Startup Infrastructure: No Matter the Choice, You’re Still Wrong
Unpredictable changes in a startup’s first few years make the best infrastructure choices right today and wrong tomorrow.
I recently had someone respond to an article I wrote and say, among other things, that if your team is in a situation where you realize that the cloud provider and service you chose isn’t the best fit and you need to switch… it’s your own fault.
“…the ‘oh I’m not getting the performance I need from this provider’ is a failure of your engineers to vet the services they are using for your use cases.”
To be fair, I like to hold engineers to a high bar, so I don’t completely disagree. However, it’s not reasonable, especially in the context of an early-stage startup, to expect engineers to look into the future and predict through the next two years what will stay the same, what will change, and what those changes will be.

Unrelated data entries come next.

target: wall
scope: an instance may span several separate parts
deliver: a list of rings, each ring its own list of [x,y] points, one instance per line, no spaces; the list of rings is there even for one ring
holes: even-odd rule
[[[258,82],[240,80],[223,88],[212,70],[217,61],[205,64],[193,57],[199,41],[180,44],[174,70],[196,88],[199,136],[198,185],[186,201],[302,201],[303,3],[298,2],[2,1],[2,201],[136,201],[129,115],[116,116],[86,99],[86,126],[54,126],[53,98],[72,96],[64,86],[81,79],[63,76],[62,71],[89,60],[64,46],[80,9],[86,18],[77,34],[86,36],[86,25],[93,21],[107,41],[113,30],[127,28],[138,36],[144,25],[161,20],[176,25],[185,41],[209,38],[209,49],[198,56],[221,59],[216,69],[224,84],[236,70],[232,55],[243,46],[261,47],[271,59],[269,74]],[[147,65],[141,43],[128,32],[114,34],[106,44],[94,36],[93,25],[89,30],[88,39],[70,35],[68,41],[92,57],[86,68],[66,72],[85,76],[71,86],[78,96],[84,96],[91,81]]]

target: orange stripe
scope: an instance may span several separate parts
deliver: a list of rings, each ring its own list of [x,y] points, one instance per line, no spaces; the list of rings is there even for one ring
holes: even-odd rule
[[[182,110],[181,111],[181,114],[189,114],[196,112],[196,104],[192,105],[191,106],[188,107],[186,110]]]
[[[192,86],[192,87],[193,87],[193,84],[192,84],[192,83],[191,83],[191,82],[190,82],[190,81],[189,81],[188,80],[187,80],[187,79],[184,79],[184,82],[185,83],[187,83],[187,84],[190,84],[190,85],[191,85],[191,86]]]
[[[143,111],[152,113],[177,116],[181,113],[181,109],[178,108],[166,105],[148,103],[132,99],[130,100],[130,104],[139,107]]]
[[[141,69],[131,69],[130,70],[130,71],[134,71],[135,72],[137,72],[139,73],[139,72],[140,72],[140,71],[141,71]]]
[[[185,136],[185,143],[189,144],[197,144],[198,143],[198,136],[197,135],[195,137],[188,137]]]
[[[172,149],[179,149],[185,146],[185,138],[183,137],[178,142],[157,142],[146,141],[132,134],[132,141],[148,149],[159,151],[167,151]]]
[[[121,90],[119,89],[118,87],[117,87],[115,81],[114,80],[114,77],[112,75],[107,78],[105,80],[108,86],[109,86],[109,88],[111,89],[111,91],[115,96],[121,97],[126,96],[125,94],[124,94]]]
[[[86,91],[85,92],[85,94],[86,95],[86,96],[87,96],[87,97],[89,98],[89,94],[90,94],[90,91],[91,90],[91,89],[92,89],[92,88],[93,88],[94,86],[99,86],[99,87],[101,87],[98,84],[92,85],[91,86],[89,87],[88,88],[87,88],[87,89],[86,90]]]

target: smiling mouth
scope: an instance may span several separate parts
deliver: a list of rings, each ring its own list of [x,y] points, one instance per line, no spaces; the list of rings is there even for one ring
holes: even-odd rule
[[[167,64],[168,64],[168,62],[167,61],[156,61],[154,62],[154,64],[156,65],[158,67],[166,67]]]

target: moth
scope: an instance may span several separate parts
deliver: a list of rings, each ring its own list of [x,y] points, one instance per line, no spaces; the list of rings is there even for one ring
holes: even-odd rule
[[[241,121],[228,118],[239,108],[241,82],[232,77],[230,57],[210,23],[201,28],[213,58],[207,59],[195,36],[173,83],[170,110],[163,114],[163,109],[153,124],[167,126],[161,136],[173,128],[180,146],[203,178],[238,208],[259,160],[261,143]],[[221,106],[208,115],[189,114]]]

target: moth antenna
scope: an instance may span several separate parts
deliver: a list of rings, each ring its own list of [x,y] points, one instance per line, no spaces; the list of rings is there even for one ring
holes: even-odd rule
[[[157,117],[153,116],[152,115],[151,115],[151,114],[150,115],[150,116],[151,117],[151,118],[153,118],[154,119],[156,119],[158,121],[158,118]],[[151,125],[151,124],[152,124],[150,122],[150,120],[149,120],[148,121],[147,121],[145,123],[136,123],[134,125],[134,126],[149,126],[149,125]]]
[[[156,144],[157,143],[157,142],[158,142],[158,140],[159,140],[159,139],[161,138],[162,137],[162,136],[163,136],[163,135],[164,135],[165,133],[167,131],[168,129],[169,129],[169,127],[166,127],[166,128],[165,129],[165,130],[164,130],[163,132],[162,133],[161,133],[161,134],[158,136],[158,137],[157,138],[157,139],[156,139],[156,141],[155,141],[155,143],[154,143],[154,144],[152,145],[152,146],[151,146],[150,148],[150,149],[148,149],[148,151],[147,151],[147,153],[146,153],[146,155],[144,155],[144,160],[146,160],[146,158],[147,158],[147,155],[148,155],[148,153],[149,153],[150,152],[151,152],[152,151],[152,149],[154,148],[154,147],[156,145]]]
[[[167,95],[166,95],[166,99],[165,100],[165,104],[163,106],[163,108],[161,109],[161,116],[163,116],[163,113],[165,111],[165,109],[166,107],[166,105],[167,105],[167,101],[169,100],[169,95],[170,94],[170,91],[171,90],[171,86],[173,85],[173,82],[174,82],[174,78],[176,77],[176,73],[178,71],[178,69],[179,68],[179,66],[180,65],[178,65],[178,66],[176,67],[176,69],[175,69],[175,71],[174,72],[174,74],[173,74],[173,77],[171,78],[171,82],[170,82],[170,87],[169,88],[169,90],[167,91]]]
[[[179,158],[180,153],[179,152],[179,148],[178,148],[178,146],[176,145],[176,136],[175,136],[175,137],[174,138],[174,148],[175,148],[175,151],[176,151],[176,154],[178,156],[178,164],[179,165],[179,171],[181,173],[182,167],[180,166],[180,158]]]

I wrote an article about senior engineers and what it means to be one. The point I make is that the most senior engineers understand one thing: it’s not possible to be absolutely right. Even if you look at all the factors, collect all the data, and understand every facet of the problem, things change. You can’t predict change. It’s all the more true with infrastructure.
Let’s assume for a moment that I’m wrong. Here are the factors, based on my personal experience, that have led to infrastructure changes in my career, and that you would have to predict to be right about your infrastructure choices for more than one to two years in an early-stage startup environment:
Sometimes, as a startup, you have to react to the market. It’s possible that interest rates go up, conflict breaks out in the Middle East, or a regime collapses in South America, and — somehow — you have to modify your product to support a new feature. It sounds crazy, but startups are crazy.
A competitor might modify their product to do what you’re doing with twice the performance and half the wait time for end-users. Your customers begin leaving your product for the competitors because the value of that time saved is too high to ignore.
All of this can lead to infrastructure changes. You might need to use a different cloud service, possibly on another cloud provider, that has lower concurrency restrictions, higher memory limits, lower cost, or better performance for your specific new use case.
In the search for that holy grail that we call product-market-fit, it’s not unusual for your product to turn out completely different from what it started as initially. If it did change, that’s a good thing. If you have the humility to listen to the market and change your product to fit the needs that exist, you’re ahead of the game.
You might start a dating site and end up with a video blogging platform, start an MMORPG game and end up with an online instant messaging platform, or start a social-good network and end up with a daily deals app. All this can happen in a year or two.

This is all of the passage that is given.